The real striking part of this story is that it is now clear that everybody involved – the hospital, the lawyers and the insurance company – knew right from the start that Sidoti’s treatment of Clark was far from the standard of care, and that she had died as a direct result of his incompetence. Yet they still denied responsibility, forcing Fred Clark to file a lawsuit and go through a legal battle before they settled the case three years later, in effect admitting their doctor had killed his wife.

In Lisa’s case, the first thing the hospital’s management did was to take everything out of her medical chart. Three days later her folder contained no records prior to her transfer from the room where she had been found, near death and with a with a blood sugar reading of just 2. As in the Clark case, they knew right then they had a problem. The first order of business was to hide it.

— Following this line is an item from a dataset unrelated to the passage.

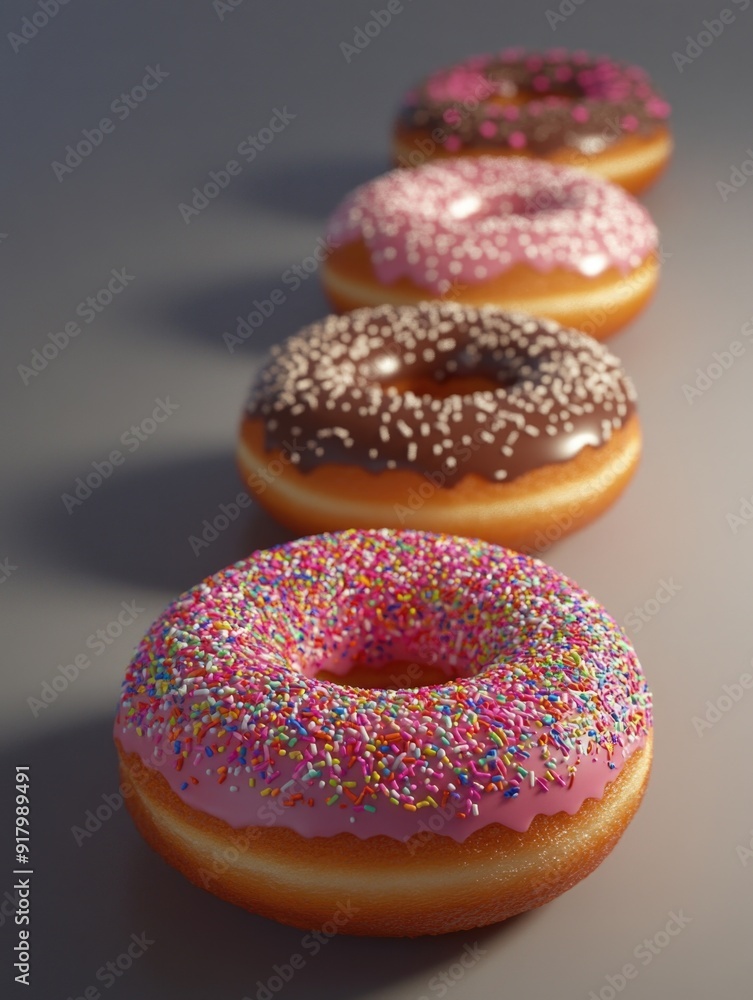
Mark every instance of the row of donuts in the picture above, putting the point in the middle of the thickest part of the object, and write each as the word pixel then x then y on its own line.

The next was to call the lawyers.

Thursday, July 03, 2008

Penalty requst denied

Attorney avoids sanction
for late information

By David Baker
Posted Thursday, July 3, 2008

A request for a penalty against an attorney representing Samaritan Hospital for failing to provide information about blood glucose meters within the required 30 days was denied at a hearing this week.

My demand for the make and model of meters in use at the time Lisa was found in her hospital bed near death and – according to the hospital’s own records, with a glucose level at just 2 – was made back in April after the hospital’s attorneys claimed in a legal document that these meters are inaccurate at low glucose levels.

Lisa became partially conscious but unable to speak when sedation was removed three days after she collapsed on November 11, 2003. She then became completely unresponsive and died on December 2.

In their continuing defense of the lawsuit, the attorneys had a doctor claim in an affidavit that Lisa’s glucose level when she was found unconscious was really a safe 80 – even though she was immediately treated for severe hypoglycemia.

The doctor, Matthew Leinung of Albany Medical Center Hospital, claims to know that Lisa’s collapse was caused not by low blood sugar but by an abnormal heart beat.

He also asserts that rechecking blood sugar only once after an earlier episode of hypoglycemia, and not eating some complex carbohydrates – bread or crackers, after first stopping a glucose drop with rapidly absorbed orange juice – is not necessary, even though that is exactly what is called for in the hospital’s own written protocol on hypoglycemia, a protocol that one of the doctors treating Lisa had specifically ordered to be used if she became hypoglycemic.

Leinung’s assertion is not just wrong, it is dangerous. If followed, it will cause injury and death. And it shows just how far members of the medical profession will go to protect each other from the consequences of their actions. This affidavit will likely haunt Leinung for years to come.

The information about the glucose meters was finally provided by attorney Kathleen Ryan on June 17 – six weeks after it was requested and more than three weeks past the time allowed.

A judge has the authority to impose a penalty for such conduct but Supreme Court Justice Stephen Ferradino declined to do so.

Ferradino wasn’t so lenient with me. In 2006 he ordered me to pay $100 to each of three law firms representing the defendants after attorney Stephen Coffey ignored Ferradino’s written instructions to notify the defense attorneys that he, Coffey, was reviewing the case with a view to taking it over. The money was for costs incurred by the attorneys in preparing and serving motions to have the case dismissed, motions they probably would not have served if they had received a letter from Coffey.

I paid the money to the defendants. Coffey said he would reimburse me but he did not do so until I had sued him in Small Claims Court, gone to a trial and then threatened to enforce the judgment I obtained from the court.